A “diff” is a compact description of how one version of a file differs from another: which lines were added, which were removed, and where. Instead of sending an entire updated file, you can send just the diff, which is usually tiny by comparison. The GNU diffutils manual puts the everyday use plainly: “You can use the set of differences produced by diff to distribute updates to text files (such as program source code) to other people.”

A “patch” is the other half of the pair: a program that takes a diff and applies it to a copy of the original file, reproducing the changed version. The GNU manual gives a clean way to picture it: “If you think of diff as subtracting one file from another to produce their difference, you can think of patch as adding the difference to one file to reproduce the other.” The output of the Unix diff command was designed to be mechanically re-applied from the start, as the 7th Edition manual shows in its ability to emit an editor script that turns one file into the other.

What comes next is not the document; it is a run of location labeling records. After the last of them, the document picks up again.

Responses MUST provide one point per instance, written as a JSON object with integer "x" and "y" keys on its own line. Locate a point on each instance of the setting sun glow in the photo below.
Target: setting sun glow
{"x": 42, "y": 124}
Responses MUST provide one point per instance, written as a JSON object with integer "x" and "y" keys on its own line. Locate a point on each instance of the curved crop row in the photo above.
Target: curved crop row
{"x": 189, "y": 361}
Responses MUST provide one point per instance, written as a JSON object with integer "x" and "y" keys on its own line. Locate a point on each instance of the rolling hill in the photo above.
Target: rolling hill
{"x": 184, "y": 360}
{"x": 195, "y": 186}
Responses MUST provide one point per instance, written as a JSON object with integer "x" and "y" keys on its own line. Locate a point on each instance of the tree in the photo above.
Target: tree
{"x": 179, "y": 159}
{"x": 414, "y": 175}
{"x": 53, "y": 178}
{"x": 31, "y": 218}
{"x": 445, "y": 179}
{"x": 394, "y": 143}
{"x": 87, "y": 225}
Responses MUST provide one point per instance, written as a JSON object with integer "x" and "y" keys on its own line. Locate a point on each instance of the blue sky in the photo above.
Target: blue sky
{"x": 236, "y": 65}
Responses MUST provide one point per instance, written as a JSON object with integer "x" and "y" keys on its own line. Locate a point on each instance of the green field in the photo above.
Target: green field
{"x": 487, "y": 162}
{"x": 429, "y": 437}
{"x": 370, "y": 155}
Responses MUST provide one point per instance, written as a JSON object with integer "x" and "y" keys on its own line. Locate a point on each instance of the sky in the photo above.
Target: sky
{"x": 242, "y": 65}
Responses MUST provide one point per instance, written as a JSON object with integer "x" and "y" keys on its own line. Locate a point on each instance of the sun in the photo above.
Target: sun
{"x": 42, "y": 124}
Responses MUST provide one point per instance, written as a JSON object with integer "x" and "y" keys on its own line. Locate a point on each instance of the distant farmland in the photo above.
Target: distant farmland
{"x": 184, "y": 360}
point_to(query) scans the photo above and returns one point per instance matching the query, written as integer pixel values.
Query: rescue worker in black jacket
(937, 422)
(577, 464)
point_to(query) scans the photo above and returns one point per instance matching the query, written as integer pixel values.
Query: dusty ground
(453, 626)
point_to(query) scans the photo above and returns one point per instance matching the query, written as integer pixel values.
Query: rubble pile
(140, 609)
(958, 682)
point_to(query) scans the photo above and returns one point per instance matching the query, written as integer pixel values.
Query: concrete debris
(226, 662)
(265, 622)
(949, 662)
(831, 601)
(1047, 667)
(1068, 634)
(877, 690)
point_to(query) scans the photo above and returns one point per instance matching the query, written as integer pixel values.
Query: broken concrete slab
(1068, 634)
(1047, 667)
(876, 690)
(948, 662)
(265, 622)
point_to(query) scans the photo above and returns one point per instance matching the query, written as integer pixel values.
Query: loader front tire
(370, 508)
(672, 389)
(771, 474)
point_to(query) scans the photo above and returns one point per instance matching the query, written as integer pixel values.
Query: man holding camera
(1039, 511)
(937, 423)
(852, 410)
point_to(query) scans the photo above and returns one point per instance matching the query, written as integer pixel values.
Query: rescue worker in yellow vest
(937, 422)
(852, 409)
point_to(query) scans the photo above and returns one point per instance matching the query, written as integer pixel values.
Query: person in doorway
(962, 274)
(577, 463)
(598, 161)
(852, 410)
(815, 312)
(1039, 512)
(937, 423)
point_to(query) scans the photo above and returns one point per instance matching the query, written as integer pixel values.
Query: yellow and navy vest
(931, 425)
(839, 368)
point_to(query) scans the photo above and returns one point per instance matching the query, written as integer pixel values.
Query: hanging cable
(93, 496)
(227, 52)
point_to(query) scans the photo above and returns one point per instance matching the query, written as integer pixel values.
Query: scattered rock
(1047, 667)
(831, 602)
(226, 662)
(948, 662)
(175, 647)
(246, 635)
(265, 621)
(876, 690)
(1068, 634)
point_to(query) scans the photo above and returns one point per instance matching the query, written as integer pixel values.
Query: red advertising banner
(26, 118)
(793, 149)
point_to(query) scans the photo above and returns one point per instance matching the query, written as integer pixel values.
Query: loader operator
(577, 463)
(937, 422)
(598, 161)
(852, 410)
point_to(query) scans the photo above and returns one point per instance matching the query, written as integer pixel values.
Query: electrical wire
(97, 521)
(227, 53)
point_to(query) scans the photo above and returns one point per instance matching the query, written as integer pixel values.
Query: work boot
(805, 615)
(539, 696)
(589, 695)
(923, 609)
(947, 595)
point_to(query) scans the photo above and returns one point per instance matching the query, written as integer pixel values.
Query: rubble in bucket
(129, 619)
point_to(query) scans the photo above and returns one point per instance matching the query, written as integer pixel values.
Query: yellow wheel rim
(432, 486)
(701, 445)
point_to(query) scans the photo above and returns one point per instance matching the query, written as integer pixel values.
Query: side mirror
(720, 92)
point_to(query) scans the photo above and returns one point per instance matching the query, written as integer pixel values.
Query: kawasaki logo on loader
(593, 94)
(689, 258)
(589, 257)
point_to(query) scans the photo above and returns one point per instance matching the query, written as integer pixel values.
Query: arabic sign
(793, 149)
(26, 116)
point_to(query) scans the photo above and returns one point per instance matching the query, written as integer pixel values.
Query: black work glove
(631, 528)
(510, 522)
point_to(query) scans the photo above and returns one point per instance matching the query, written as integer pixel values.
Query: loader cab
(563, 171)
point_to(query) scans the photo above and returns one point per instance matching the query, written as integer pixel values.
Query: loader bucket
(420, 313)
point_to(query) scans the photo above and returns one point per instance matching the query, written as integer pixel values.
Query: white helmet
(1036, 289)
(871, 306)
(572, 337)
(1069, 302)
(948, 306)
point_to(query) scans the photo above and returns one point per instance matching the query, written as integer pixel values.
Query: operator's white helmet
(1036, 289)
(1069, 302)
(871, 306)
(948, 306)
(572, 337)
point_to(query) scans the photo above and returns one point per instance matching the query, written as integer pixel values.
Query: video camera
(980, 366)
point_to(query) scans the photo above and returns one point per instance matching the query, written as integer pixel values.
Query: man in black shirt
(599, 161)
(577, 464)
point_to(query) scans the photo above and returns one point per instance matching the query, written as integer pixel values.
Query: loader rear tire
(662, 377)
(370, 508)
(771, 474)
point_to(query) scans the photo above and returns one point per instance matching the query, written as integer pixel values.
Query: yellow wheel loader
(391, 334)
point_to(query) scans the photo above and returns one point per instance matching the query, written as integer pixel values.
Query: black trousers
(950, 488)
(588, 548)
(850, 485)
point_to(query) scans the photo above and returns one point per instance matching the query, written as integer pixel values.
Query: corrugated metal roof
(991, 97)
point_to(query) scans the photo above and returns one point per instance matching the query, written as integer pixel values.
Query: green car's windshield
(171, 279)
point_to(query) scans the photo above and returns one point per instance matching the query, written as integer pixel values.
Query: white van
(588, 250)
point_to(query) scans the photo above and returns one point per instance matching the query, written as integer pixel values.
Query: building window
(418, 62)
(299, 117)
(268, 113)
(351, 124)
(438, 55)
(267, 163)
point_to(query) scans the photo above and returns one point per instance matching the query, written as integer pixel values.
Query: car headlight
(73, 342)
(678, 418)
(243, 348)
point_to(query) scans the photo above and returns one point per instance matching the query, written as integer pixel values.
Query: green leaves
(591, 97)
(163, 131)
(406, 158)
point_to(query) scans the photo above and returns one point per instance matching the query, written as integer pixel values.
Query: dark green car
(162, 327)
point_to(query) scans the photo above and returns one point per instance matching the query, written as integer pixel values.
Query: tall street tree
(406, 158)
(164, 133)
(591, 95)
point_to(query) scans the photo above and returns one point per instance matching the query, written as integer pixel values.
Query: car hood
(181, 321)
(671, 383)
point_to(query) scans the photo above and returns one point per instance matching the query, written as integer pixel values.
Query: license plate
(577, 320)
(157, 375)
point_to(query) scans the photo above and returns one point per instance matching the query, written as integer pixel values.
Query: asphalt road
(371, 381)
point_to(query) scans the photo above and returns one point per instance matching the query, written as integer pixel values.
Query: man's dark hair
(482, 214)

The patch tool that gave this workflow its name was written by Larry Wall in 1985, a few years before he created the Perl language. His patch program could take the diffs people posted to Usenet newsgroups and apply them even when the recipient’s copy had drifted slightly, making it practical to ship software fixes as small text snippets to strangers.

This diff-and-patch convention became the lingua franca of open collaboration. For decades the Linux kernel was developed largely by mailing diffs to a public list, where maintainers reviewed and applied them. The same idea underlies modern code review and the pull request: a change is still, at its core, a diff that someone proposes and someone else applies.